How a big website works
They have millions of visitors per day. What technologies use large sites?
We will compare the infrastructure of some big sites like Tumblr (10 million visits a day), Facebook (250 million) and a few others to show the choices.
This review is not complete, because sites do not provide details of their infrastructure, but the information I have collected should be sufficient to give an idea of how they can work, and of software for processing huge masses of data. And there will be surprises, especially on databases.
The search engine has created a file system more suitable for its operation made up of billions of read-only queries and also for distributing in clusters. The GoogleFS or GFS is proprietary and was conceived in the early days of the site, around 1998.
They use similar systems available on the market, such as IBM GPFS, a parallel cluster system also chosen by many companies. Or HDFS, Hadoop Distributed File System, which is part of a software package created by the Apache Foundation to process data in clusters. Adobe, AOL, Facebook, eBay, Hulu, LinkedIn, and even IBM use Hadoop or some of its tools.
One thing you will notice with all these big sites is that none uses Oracle! One reason is that they need huge amounts of servers and the fee depending on the number of machines, the cost would be astronomical. In addition, using open source solutions, that all do, it is easier to make changes and updates and corrections are faster. They primarily uses MySQL, the same software that powers your blog, but with additional tools and a good development team to optimize the software and make it very efficient.

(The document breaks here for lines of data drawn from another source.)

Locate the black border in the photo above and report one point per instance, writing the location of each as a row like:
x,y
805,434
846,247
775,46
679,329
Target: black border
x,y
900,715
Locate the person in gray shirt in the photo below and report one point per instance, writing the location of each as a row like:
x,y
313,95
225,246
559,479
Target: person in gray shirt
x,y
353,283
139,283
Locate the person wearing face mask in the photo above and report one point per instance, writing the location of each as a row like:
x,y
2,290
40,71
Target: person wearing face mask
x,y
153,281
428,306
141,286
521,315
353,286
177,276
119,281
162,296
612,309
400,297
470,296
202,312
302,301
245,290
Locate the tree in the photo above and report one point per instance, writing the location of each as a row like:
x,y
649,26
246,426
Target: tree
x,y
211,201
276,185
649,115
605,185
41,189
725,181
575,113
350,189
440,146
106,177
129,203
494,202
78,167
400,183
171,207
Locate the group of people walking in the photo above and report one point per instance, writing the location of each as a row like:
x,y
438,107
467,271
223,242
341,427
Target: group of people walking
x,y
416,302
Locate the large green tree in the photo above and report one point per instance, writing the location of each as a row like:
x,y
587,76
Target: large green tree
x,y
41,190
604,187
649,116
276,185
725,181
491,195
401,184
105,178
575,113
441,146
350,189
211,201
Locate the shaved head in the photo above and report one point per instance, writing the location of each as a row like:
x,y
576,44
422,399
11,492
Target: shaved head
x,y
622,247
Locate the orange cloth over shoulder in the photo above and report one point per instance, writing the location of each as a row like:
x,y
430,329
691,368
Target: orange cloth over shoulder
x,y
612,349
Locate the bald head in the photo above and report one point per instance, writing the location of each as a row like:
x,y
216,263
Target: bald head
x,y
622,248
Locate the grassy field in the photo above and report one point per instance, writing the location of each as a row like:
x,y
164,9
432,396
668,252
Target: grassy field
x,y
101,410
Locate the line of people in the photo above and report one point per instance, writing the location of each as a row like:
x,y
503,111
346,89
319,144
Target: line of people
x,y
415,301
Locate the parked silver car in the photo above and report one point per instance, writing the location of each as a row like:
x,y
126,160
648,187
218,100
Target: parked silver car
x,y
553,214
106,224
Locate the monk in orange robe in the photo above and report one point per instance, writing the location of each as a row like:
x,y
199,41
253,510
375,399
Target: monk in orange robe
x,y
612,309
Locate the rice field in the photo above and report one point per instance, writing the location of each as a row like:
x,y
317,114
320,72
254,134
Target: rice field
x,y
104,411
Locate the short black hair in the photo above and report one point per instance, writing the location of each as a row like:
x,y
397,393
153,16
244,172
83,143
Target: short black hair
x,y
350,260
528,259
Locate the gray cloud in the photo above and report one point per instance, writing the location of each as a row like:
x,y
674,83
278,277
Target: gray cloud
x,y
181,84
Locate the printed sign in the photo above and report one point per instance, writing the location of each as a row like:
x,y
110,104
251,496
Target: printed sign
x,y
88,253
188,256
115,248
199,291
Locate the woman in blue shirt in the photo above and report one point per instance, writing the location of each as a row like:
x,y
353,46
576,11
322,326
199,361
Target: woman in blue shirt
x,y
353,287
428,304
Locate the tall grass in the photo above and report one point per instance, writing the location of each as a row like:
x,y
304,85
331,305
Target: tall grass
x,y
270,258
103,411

The site depends largely upon MySQL whose operations are accelerated by Memcache, HAProxy and shardling which is a form of database partitioning.
But it also does extensive use of Redis, a storage as key-value DBMS, which is used for notifications on users' dashboard. They have a limited shelf life, which is suitable for Redis, which is also used for other ephemeral functions and even like a buffer to replace Memcache (you can store the pair URL/page as key-value).
Tumblr uses HBase for URL shortener for history, statistics and messages.
Although Cassandra was created by Facebook, which has given the project to the Apache Foundation, the company is no longer part of the list of users. Facebook replaced it with HBase.
HBase is used for the messaging system, but much of the storage is done by MySQL with Memcache to speed up operations. There are more programmers working on HBase than on MySQL though its use is more limited, suggesting that it is more difficult to implement.
Haystack is a system of specialized storage for photos. This is intermediate between a DBMS and a file system, with an index in memory, which optimizes the writing and reading.
Uses BigTable, which partially inspired Cassandra and HBase, for the main storage. In fact, BigTable is even offered to users on App Engine. Bigtable works in clusters running in thousands of machines, and has no performance problems on large amounts of data.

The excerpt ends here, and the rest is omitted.